We found the real nutrient data to be normally distributed, with total nitrogen (TN) having a range between 0.33 and 4.93 mg/L and a constant coefficient of variation (CV, with a mean CV of 0.35) across this range (the same is true for total phosphorus (TP) at a shorter range). Hence, for each *n*_{lake}, the *x* for the *n*_{year} = 20 were generated based on the mean range (mean per lake of the real-life data) and CV (0.35) from the real-life TN concentration data, hence with a range of 0.33 to 4.33 mg/L. Therefore the values and random variability of *x* in the simulations are close to the true values of the TN concentrations.
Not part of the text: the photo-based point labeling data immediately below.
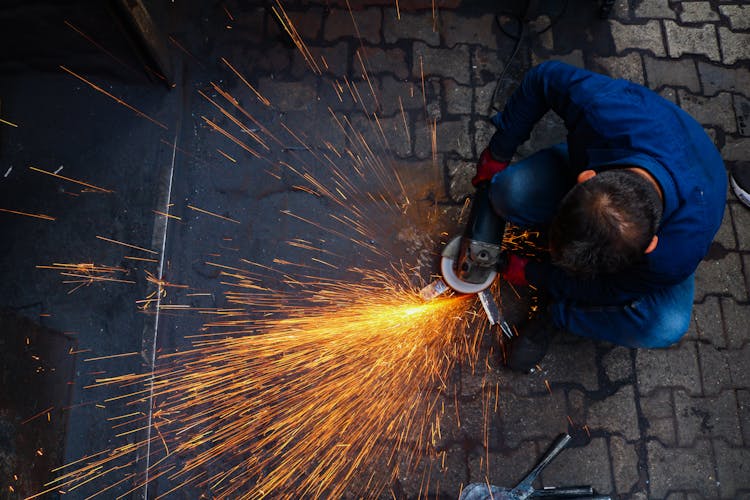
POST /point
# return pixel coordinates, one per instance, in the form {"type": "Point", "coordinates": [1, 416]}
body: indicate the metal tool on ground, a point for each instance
{"type": "Point", "coordinates": [525, 489]}
{"type": "Point", "coordinates": [469, 263]}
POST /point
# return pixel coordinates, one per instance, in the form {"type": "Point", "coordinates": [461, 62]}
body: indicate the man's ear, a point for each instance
{"type": "Point", "coordinates": [585, 175]}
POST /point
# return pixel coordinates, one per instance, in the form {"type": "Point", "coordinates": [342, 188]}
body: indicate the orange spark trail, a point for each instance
{"type": "Point", "coordinates": [116, 99]}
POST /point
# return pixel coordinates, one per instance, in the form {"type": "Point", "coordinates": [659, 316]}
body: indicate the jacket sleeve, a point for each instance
{"type": "Point", "coordinates": [552, 85]}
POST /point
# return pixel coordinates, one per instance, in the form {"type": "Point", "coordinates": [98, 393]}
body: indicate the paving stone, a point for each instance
{"type": "Point", "coordinates": [743, 407]}
{"type": "Point", "coordinates": [628, 67]}
{"type": "Point", "coordinates": [706, 322]}
{"type": "Point", "coordinates": [457, 97]}
{"type": "Point", "coordinates": [506, 467]}
{"type": "Point", "coordinates": [486, 65]}
{"type": "Point", "coordinates": [718, 78]}
{"type": "Point", "coordinates": [638, 36]}
{"type": "Point", "coordinates": [736, 149]}
{"type": "Point", "coordinates": [676, 366]}
{"type": "Point", "coordinates": [655, 9]}
{"type": "Point", "coordinates": [366, 22]}
{"type": "Point", "coordinates": [453, 63]}
{"type": "Point", "coordinates": [624, 464]}
{"type": "Point", "coordinates": [618, 364]}
{"type": "Point", "coordinates": [733, 46]}
{"type": "Point", "coordinates": [456, 29]}
{"type": "Point", "coordinates": [731, 464]}
{"type": "Point", "coordinates": [524, 418]}
{"type": "Point", "coordinates": [684, 40]}
{"type": "Point", "coordinates": [588, 464]}
{"type": "Point", "coordinates": [396, 94]}
{"type": "Point", "coordinates": [737, 322]}
{"type": "Point", "coordinates": [460, 173]}
{"type": "Point", "coordinates": [616, 414]}
{"type": "Point", "coordinates": [410, 27]}
{"type": "Point", "coordinates": [707, 417]}
{"type": "Point", "coordinates": [452, 136]}
{"type": "Point", "coordinates": [670, 72]}
{"type": "Point", "coordinates": [720, 277]}
{"type": "Point", "coordinates": [658, 410]}
{"type": "Point", "coordinates": [717, 110]}
{"type": "Point", "coordinates": [697, 12]}
{"type": "Point", "coordinates": [681, 469]}
{"type": "Point", "coordinates": [737, 360]}
{"type": "Point", "coordinates": [738, 16]}
{"type": "Point", "coordinates": [379, 60]}
{"type": "Point", "coordinates": [571, 361]}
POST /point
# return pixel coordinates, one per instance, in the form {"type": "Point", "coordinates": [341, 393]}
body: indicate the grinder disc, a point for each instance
{"type": "Point", "coordinates": [449, 274]}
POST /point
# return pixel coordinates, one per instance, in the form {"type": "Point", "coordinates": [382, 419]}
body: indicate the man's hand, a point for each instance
{"type": "Point", "coordinates": [515, 270]}
{"type": "Point", "coordinates": [487, 167]}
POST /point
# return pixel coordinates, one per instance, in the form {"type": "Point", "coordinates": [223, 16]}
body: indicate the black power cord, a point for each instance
{"type": "Point", "coordinates": [522, 20]}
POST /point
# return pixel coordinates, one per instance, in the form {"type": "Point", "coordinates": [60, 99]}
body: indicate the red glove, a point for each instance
{"type": "Point", "coordinates": [515, 271]}
{"type": "Point", "coordinates": [487, 167]}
The *x* is then fed into the linear equations above.

To the resulting *y*_{i} and *y*_{j} we added random noise based on the Gamma distribution (using the rgamma function in R). We used a Gamma distribution because the Chlorophyll-a concentration also follows a Gamma distribution. The variability of a Gamma distribution is expressed by the shape variable. The variability of chlorophyll-a, its shape value, equals 2.63. This shape value was used in the Gamma distribution of *y*_{i} and *y*_{j}. The final calculated *y*_{i} and *y*_{j} had therefore a random rate calculated as shape/*y*_{i} or shape/*y*_{j}. Hence, their variability in the y dimension was close to the true chlorophyll-a variability.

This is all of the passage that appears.